Using the nickname string enables you to map names with alternate names, thus increasing the accuracy of comparisons. Example mappings can include: Abigail to Abbey or Gail, William to Bill or Willie, or Thomas to Tom, Tommy, or Tommie. Values are stored in mpi_strequi.

PHONE

As with Social Security number, dummy values might be entered in the phone field. Specifying such values prevents them from being used in comparisons. Values are stored in mpi_stranon.

PXNM-DGR

This string enables you to define additional standardization for values that might appear in a member name field; for example CPA, DDS, or ESQ. Values are stored in mpi_strword.

PXNM-FNJ

This string enables you to define additional standardization for values that might appear in a member's first name; for example “Lo” or “La.” Values are stored in mpi_strword.

PXNM-LNJ

This string enables you to define additional standardization for values that might appear in a member's last name; for example “Ben” or “Von.” Values are stored in mpi_strword.

PXNM-MNJ

This string enables you to define additional standardization for values that might appear in a member's middle name; for example “Jo” or “La.” Values are stored in mpi_strword.

PXNM-PFX

This string enables you to define additional standardization for values that might appear as a prefix in a member name; for example “Dr” or “Mrs.” Values are stored in mpi_strword.

PXNM-SFX

This string enables you to define additional standardization for values that might appear as a suffix in a member name; for example “Jr” or “II.” Values are stored in mpi_strword.

QXNM-NAME

You have the option to specify RealNames in the mpi_strword table using a strcode of QXNM-NAME. The words specified in this table are not compared for phonetic or edit-distance matches. All real names need to exist in mpi_strword with a strcode of QXNM-NAME. See Enabling RealNames with QXNM.

RXNMARABICRULES

This string provides an example set of ENCODER rules for processing Arabic names with RXNM. See Custom Phonetics and Rule Sets for more information.

SSA

Often when entering a member record, the Social Security number might not be available and dummy values are entered (for example, 999999999). By specifying such values in this string, the algorithm can identify which values to ignore during comparison.

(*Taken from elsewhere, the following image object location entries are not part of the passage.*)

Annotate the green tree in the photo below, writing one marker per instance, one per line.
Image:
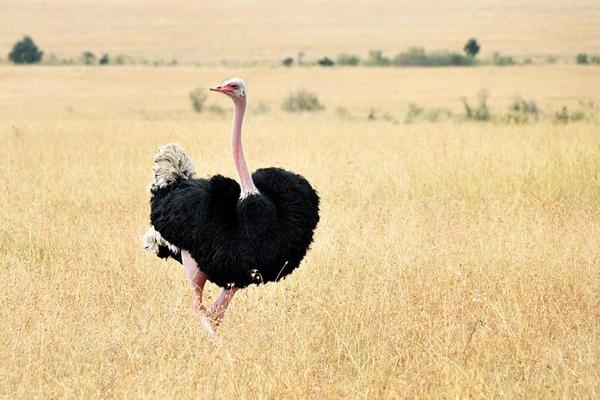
(25, 51)
(325, 62)
(472, 47)
(88, 58)
(582, 58)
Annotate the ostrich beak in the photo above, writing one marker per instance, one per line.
(220, 89)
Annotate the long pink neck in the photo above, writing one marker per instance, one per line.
(236, 146)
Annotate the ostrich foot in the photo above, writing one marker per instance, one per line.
(217, 310)
(203, 319)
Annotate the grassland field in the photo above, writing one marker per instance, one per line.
(453, 259)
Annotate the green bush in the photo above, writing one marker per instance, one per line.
(302, 100)
(377, 59)
(25, 51)
(417, 57)
(88, 58)
(326, 62)
(198, 98)
(522, 111)
(582, 58)
(481, 111)
(564, 116)
(472, 48)
(499, 59)
(348, 59)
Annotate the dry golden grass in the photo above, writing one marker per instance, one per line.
(211, 31)
(452, 260)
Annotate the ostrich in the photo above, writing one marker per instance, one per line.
(231, 234)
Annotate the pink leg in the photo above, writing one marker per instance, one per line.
(198, 279)
(217, 310)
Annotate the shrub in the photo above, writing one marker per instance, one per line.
(348, 59)
(413, 114)
(302, 100)
(499, 59)
(522, 111)
(411, 57)
(564, 116)
(472, 48)
(25, 51)
(88, 58)
(582, 58)
(325, 62)
(198, 98)
(481, 111)
(416, 56)
(377, 59)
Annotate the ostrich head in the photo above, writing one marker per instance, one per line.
(234, 88)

Values are stored in mpi_stranon.

WGT

For implementations using member weight comparisons, this string is used to generate a standardized member weight value (range of weights) for bucketing and comparison. Bucketing and comparing on exact weight values can be difficult as the weight entered for a person might be just an approximation. Using the WGT string, you can define weight ranges. For example, you might specify that all weight values of 100 pounds to 109 pounds should have a bucket value of 100 pounds, and 110 to 119 should have a bucket value of 110. Values are stored in mpi_strnbkt.

ZIPCODE

Dummy values might be entered when this information is not available during member record creation. Specifying dummy Zip Code values prevents them from being used in comparisons. Values are stored in mpi_stranon.